Chronique livre : Le pélican d’Or

de Stefan Chwin.


Le premier qui me fait remarquer que c’est pôs un pélican, je le tape ! Clique.

Premier des trois livres lus pour le Prix de la rentrée littéraire Fnac et, je vous avoue que ce fût un supplice. Ok, le livre était sur épreuve, donc, en plus d’être long, il était mal aisé à lire, puisque sous format A4 et en police 8, mais tout de même… je ne suis pas habituée à lire des machins aussi décousus et lourdingues. Mais je suis valeureusement venue à bout, comme un bon petit soldat, pour pouvoir donner mon avis en cinq mots sur la feuille de notation de la Fnac.

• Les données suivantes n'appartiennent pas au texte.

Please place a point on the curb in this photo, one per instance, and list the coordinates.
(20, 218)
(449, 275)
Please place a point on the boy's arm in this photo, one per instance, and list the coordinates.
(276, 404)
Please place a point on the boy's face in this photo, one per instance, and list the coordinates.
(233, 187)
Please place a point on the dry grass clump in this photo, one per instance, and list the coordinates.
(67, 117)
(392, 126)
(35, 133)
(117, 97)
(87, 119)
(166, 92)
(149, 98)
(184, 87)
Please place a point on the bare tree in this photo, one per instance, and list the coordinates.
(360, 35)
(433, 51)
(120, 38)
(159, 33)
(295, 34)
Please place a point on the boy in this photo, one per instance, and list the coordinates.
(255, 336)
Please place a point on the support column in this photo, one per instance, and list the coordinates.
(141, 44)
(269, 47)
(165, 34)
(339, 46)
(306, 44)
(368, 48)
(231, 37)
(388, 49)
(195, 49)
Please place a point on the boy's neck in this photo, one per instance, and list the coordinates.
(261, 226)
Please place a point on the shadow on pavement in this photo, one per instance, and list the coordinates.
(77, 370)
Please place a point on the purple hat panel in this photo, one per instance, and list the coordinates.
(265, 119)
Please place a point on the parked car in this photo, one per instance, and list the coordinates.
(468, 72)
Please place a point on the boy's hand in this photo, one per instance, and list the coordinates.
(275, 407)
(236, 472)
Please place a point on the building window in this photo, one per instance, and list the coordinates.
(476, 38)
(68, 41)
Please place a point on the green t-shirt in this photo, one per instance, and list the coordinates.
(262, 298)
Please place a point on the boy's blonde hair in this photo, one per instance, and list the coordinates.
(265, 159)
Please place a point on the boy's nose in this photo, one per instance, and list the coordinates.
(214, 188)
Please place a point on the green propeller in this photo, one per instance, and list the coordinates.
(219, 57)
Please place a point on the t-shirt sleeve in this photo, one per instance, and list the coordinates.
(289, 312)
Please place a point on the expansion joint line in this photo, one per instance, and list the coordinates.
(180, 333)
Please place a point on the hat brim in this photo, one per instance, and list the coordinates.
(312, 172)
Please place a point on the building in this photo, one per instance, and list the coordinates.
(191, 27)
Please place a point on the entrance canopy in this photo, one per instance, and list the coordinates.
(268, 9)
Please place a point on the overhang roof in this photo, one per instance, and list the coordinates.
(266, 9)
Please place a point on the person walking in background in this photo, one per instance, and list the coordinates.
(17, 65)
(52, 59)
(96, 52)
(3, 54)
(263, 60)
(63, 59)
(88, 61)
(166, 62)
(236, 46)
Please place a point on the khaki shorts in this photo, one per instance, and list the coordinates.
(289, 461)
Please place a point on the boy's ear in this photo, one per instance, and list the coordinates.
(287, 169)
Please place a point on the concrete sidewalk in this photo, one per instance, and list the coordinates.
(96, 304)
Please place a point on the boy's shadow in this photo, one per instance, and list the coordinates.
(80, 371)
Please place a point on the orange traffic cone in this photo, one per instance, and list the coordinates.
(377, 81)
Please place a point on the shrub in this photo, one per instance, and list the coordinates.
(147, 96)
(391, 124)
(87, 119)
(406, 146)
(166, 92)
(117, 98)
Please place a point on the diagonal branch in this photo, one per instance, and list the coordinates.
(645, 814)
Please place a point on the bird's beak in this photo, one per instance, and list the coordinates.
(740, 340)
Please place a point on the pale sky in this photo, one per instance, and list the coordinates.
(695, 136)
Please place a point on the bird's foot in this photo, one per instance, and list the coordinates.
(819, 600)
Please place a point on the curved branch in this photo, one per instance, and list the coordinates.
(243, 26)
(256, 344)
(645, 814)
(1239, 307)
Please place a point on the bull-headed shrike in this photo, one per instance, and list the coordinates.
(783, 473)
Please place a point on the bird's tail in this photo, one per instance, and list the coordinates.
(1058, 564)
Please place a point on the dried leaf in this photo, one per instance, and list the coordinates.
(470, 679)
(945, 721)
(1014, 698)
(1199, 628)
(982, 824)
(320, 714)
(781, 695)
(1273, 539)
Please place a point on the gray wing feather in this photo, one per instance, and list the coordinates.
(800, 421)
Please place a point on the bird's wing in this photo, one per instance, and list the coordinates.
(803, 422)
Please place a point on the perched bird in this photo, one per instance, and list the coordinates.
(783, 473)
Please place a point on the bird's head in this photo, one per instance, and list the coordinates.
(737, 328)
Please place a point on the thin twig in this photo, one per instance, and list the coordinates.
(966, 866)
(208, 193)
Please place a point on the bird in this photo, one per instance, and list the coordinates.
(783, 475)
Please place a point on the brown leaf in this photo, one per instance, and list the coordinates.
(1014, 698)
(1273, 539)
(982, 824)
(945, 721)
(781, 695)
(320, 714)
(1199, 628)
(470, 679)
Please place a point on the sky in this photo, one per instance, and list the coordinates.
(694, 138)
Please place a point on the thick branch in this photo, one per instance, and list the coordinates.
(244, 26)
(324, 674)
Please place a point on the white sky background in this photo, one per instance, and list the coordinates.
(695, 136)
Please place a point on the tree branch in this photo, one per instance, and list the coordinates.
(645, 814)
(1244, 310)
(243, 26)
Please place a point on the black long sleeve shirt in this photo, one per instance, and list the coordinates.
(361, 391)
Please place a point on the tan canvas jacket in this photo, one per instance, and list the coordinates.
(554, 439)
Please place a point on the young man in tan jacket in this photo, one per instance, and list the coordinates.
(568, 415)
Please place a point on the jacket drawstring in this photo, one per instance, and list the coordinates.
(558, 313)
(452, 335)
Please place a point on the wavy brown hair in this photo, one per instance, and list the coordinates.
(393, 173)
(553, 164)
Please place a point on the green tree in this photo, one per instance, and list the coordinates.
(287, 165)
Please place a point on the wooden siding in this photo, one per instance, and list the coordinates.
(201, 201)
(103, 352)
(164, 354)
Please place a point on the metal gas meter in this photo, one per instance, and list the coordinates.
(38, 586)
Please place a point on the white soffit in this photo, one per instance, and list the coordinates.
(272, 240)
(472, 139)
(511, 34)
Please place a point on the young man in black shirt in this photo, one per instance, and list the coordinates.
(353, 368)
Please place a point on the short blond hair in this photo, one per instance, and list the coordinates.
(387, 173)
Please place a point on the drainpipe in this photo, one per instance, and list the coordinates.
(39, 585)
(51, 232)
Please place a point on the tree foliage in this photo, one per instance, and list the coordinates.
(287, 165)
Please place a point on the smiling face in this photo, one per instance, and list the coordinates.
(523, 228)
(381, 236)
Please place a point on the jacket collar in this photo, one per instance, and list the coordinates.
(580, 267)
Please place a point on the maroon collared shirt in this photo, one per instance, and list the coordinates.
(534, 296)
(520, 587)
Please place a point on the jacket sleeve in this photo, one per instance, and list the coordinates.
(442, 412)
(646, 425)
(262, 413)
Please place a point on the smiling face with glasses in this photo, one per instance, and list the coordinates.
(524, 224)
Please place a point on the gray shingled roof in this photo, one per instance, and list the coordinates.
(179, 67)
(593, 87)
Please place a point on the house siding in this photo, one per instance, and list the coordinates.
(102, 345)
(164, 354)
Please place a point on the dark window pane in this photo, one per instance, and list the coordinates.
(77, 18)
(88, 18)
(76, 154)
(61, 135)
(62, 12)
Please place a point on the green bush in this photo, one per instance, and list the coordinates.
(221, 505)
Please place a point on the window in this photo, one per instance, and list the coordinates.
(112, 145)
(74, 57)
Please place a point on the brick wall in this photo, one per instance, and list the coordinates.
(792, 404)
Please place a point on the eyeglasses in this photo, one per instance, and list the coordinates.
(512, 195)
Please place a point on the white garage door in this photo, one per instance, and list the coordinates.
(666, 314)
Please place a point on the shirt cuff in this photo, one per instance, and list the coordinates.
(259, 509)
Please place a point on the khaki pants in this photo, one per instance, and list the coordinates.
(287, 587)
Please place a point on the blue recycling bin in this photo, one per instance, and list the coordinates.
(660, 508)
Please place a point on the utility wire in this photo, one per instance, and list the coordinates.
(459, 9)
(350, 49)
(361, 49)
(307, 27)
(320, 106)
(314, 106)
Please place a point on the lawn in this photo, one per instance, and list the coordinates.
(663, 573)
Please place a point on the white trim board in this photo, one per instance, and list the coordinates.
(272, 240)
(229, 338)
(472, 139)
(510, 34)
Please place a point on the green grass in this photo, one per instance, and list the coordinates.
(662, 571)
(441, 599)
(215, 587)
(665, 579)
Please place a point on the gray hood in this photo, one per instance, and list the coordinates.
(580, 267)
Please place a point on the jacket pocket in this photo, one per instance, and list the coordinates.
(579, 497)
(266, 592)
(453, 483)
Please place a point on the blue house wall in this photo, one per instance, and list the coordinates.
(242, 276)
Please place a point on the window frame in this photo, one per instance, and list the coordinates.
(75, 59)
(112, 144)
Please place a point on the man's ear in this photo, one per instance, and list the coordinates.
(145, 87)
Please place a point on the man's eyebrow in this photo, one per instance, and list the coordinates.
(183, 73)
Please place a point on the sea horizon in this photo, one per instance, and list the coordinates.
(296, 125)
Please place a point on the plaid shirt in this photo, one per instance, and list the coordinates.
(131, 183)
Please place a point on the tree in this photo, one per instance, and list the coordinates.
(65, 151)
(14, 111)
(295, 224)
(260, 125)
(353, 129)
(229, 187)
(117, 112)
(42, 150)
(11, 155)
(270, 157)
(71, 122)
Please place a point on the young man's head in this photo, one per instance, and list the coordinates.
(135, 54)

Bon ceci dit, je me suis trouvée fort dépourvue quand j’ai du remplir la case « point fort », mais en creusant, on peut trouver un certain intérêt dans le sujet du livre : un professeur trop sûr de lui, qui découvre le doute. Cette sensation va lui être néfaste, puisqu’il décroche complétement, finissant à la rue. Voilà. Allez au-delà de ça dans la liste des points positifs me paraîtrait fort exagéré, tant le roman est difficile à ingurgiter.

La faute à Chwin ou au traducteur ou au relecteur (je n’avais qu’une épreuve), mais le style à la fois  ampoulé, décousu et maladroit du Pélican d’Or rend la lecture difficile. Émaillé d’innombrables digressions qui ralentissent la progression de l’histoire, on n’arrive jamais à rentrer là-dedans. Mais le souci majeur de ce livre reste l’incapacité à déterminer la place de son narrateur : est-il son personnage principal, est-ce un narrateur extérieur ? Du coup, le point de vue manque de clarté, ce qui est fort dommage puisque le livre est constellé de remarques douteuses sur leur fond (xénophobie notamment). Comme on ne sait pas trop où se situe Chwin, on hésite entre lecture au second degré et/ou auteur réactionnaire.

Au final, le livre laisse un goût assez nauséabond dans la bouche, sans qu’on soit vraiment sûr qu’il soit justifié, puisque le point de vue de l’auteur est totalement indéterminé. Bref, pas une très bonne entrée en matière pour ces lectures du Prix de la rentrée littéraire Fnac, heureusement dissipée par les deux volumes suivants, La Perrita et les Heures souterraines, nettement plus convaincants et consistants.

Chronique livre : Le cinquième évangile

de Michel Faber


Ah ça fait pas du bien de remettre en cause la passion de JC.
Finis de l’achever en cliquant.

Entendu parler de ce bouquin sur France info, je ne sais plus, et il faut avouer que c’est un distrayant bouquin pour des vacances. Le cinquième évangile, c’est un peu l’anti-Da Vinci Code et l’anti-cinquième élément, ou comment un traducteur de textes anciens fout le bordel dans le monde en mettant à jour des textes très prosaïques sur la crucifixion de sieur Jesus.

Loin de professer la bonne parole, et de se terminer en apothéose remplie d’une découverte miraculeuse issue des textes anciens genre « ce qui sauvera le monde c’est l’amour », le cinquième évangile fait la nique à la vague des romans pseudo ésotériques pouet-pouet et à la pseudo culture de masse. Le roman vaut presque plus dans son principe que dans son écriture. Ce n’est évidemment pas un chef d’œuvre de la littérature puisque Michel Faber pastiche parfois ses anti-modèles, ce qui ne hisse pas le niveau d’écriture, il faut bien l’avouer. Par contre, le personnage principal est tellement con, méchant que le livre en devient particulièrement irrévérencieux et qu’on bondit de joie quand il compare ses manuscrits vieux de 2000 ans à des magazines pornos (pour l’impatience qu’ils suscitent), ou qu’il n’hésite pas à hurler « qu’est ce que ce mec est chiant ! » à propos de l’auteur des dits manuscrits, effectivement pas un gai-luron à lire sa prose.

Un bon moment donc, sans larmichette et sans leçon de morale antique sur la voie que doit suivre l’Homme. Sympa.